Moroccan Spiced Chicken Breasts with Caramelized Plantains
4 small chicken breasts, about 1 ½ pounds total
2 tablespoons coriander seeds
½ teaspoon cumin seeds
2” piece cinnamon
¼ teaspoon black peppercorns
1 tablespoon paprika
½ teaspoon cayenne
½ teaspoon fine sea salt
1 tablespoon canola oil (or nonstick cooking spray)
For sautéed banana:
2 large ripe plantains*
¼ teaspoon ground cinnamon
¼ teaspoon turmeric
¼ teaspoon sea salt
¼ teaspoon cayenne
2 tablespoons butter
2 tablespoons dark brown sugar
Begin by roasting the dry spices. In a small pan, dry roast coriander seeds, cumin seeds, cinnamon stick and peppercorns till they are lightly toasted taking care not to burn them. This should take about 3 minutes under medium low heat.
Using a spice grinder or mortar and pestle, grind the toasted spices to a fine powder consistency. Combine with paprika, salt and cayenne and blend well.
Wash and dry chicken breasts and sprinkle the spice mixture liberally on both sides. Cover and keep aside while you prepare the banana.
Peel the plantains and slice into ¼” slices or bigger.
Melt butter in a large skillet and sauté plantain slices under medium low heat for about 3-5 minutes.
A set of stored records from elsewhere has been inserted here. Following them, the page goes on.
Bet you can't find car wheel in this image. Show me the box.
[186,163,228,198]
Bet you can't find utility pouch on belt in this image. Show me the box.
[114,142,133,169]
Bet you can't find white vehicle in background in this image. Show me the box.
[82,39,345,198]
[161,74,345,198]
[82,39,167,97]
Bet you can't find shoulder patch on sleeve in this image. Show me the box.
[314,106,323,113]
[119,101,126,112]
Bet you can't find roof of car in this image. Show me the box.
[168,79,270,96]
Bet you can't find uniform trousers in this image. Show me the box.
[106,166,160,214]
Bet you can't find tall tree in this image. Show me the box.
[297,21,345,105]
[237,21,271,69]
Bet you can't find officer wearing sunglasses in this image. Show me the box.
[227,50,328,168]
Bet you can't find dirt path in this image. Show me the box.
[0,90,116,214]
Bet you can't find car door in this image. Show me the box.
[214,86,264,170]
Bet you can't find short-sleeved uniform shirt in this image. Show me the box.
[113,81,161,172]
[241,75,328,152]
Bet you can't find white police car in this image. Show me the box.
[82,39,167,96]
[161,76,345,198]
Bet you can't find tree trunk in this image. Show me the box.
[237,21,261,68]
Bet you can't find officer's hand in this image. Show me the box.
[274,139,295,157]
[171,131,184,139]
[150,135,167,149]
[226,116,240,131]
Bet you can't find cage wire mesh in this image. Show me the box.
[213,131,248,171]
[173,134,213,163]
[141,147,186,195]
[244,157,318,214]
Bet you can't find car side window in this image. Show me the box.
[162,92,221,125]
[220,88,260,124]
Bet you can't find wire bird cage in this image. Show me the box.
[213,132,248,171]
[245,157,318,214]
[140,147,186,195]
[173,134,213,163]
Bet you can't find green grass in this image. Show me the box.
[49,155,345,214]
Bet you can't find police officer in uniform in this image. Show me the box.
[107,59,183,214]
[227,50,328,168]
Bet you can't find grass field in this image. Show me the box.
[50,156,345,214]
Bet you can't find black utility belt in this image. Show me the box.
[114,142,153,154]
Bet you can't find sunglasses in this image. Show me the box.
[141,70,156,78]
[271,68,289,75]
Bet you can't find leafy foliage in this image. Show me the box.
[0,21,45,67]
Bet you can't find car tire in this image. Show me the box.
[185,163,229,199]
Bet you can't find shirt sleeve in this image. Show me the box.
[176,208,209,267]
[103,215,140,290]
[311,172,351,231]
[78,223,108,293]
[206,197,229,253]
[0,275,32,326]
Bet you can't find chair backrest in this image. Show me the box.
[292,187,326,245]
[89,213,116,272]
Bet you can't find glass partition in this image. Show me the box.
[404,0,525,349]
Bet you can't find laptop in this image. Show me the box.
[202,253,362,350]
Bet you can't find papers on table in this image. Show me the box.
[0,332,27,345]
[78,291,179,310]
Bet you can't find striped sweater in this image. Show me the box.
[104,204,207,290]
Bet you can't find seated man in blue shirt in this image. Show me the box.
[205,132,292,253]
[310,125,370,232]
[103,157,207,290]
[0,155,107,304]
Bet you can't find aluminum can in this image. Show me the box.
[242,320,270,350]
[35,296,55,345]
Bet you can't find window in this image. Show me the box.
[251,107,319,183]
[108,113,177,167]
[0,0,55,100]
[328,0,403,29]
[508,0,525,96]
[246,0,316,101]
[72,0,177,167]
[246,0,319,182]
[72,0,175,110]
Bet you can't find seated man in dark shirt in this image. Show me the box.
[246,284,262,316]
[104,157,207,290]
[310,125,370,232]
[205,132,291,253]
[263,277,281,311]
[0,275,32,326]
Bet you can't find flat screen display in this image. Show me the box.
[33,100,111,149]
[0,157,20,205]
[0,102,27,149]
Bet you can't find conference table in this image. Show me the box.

Turn them over.
Sprinkle the plantains with cinnamon, salt, turmeric and cayenne and continue cooking for another 5 minutes. Plantains should now look caramelized.
Transfer to a plate and keep covered while you prepare the chicken.
Heat the oil in a large skillet or grill pan. Conversely, spray the pan with cooking spray.
When hot, add the chicken breasts and cook covered for about 4-6 minutes on each side till the meat is cooked through. One way to test is to cut through the breast in the thickest part. Meat should look cooked through and juices should run clear. Another option is to use the meat thermometer.
Serve the chicken with sautéed plantains and a vegetable of your choice (I served mine with carrots and shredded kale, cooked with a little bit of water till both vegetables turned tender).
NOTE about plantains – Plantains will turn yellow and may even have black spots all over when they turn really ripe and sweet. In less ripe form, they have starchy taste and flavor rather than sweet and fruity.